Peter Martin has an interesting post on a turnaround by the UQ Medical School, who’ve decided to scrap interviews as part of the selection process for their graduate medical degree. He cites an American psychologist, Daniel Kahneman, who is also a Nobel prize winner for economics:
Kahneman says we would get better results picking candidates for jobs by using almost any objective measure – length of service, academic qualifications, it doesn’t really matter – rather than by subjecting them to interviews.
He says we appear programmed to believe that we are good at picking talent – “delusional optimism” he calls it – and impervious to evidence that suggests we are not.
I’m not sure if I’d agree with the conclusion that “human judgement” is always inferior to data because – rather in the manner of the economist – that seems to ignore that data is itself a human construct (exam results, for instance, aren’t objective measures of ability or intelligence and indeed often they measure the ability to do well on exam papers more than anything else). But all the evidence I’ve ever seen in the HR literature says the same – job interviews suck as a predictor of job performance. I imagine they’re still used because employers like to “eyeball” candidates, but having sat on heaps of selection panels in my time, I can only recommend that they be weighted very lowly in the overall selection decision. Martin also writes:
Other medical schools haven’t caught on, including the new one at the ANU. It is setting itself up for the sort of embarrassment faced by Adelaide University which some years back was found to have rejected students with Tertiary Entrance Scores of 99.9 and family backgrounds in medicine, apparently because its interviewers didn’t like they way they presented.

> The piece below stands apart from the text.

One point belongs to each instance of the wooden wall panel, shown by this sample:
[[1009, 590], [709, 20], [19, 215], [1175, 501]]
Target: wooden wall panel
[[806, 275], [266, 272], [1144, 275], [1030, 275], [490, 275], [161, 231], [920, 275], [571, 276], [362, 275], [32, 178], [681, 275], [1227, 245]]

Adelaide has been charged with using interviews to socially engineer its student mix, ensuring that it is not overwhelmed by the children of doctors or the products of private schools or brainy Chinese and Vietnamese.

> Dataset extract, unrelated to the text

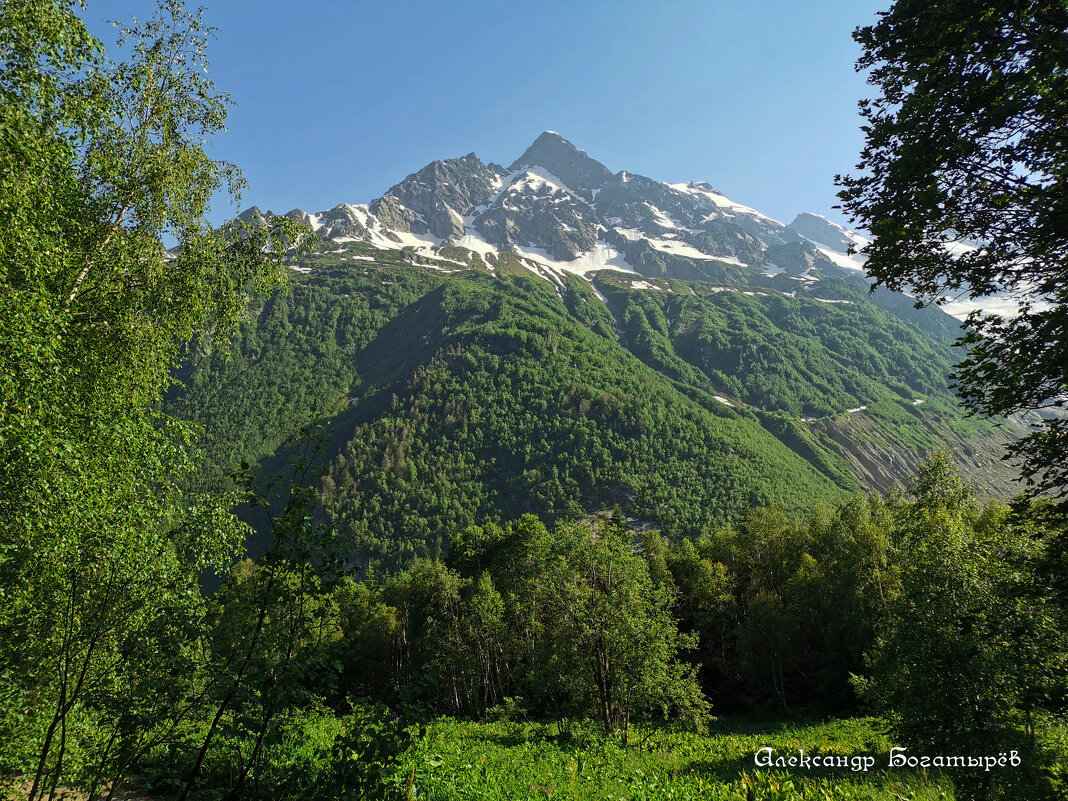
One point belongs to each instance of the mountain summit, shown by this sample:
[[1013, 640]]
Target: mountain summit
[[560, 210]]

Here I want to quibble a bit. I was a student rep – a long time ago – on an Academic Board committee at UQ which considered the switch to graduate entry. The whole point was a recognition that academic performance at high school alone wasn’t sufficient to predict who would be a good doctor – so the committee went for a graduate model that would admit candidates with more life experience and with academic backrounds in other disciplines (it’s possible to do a medical degree after doing a BA or a BMus or whatever if you pass the GAMSAT test). The idea was that forming a person as well as getting high marks was an important part of medical training. If this counts as “social engineering”, so be it, but perhaps where these medical schools have gone wrong is by hiding behind subjective judgements in an interview rather than being explicit about wanting to widen the net for the medical profession. That aim deserves discussion that goes beyond “my daughter got a 99 TER and five generations of our family are surgeons and didn’t get into Adelaide” which has been the way that it’s normally been framed.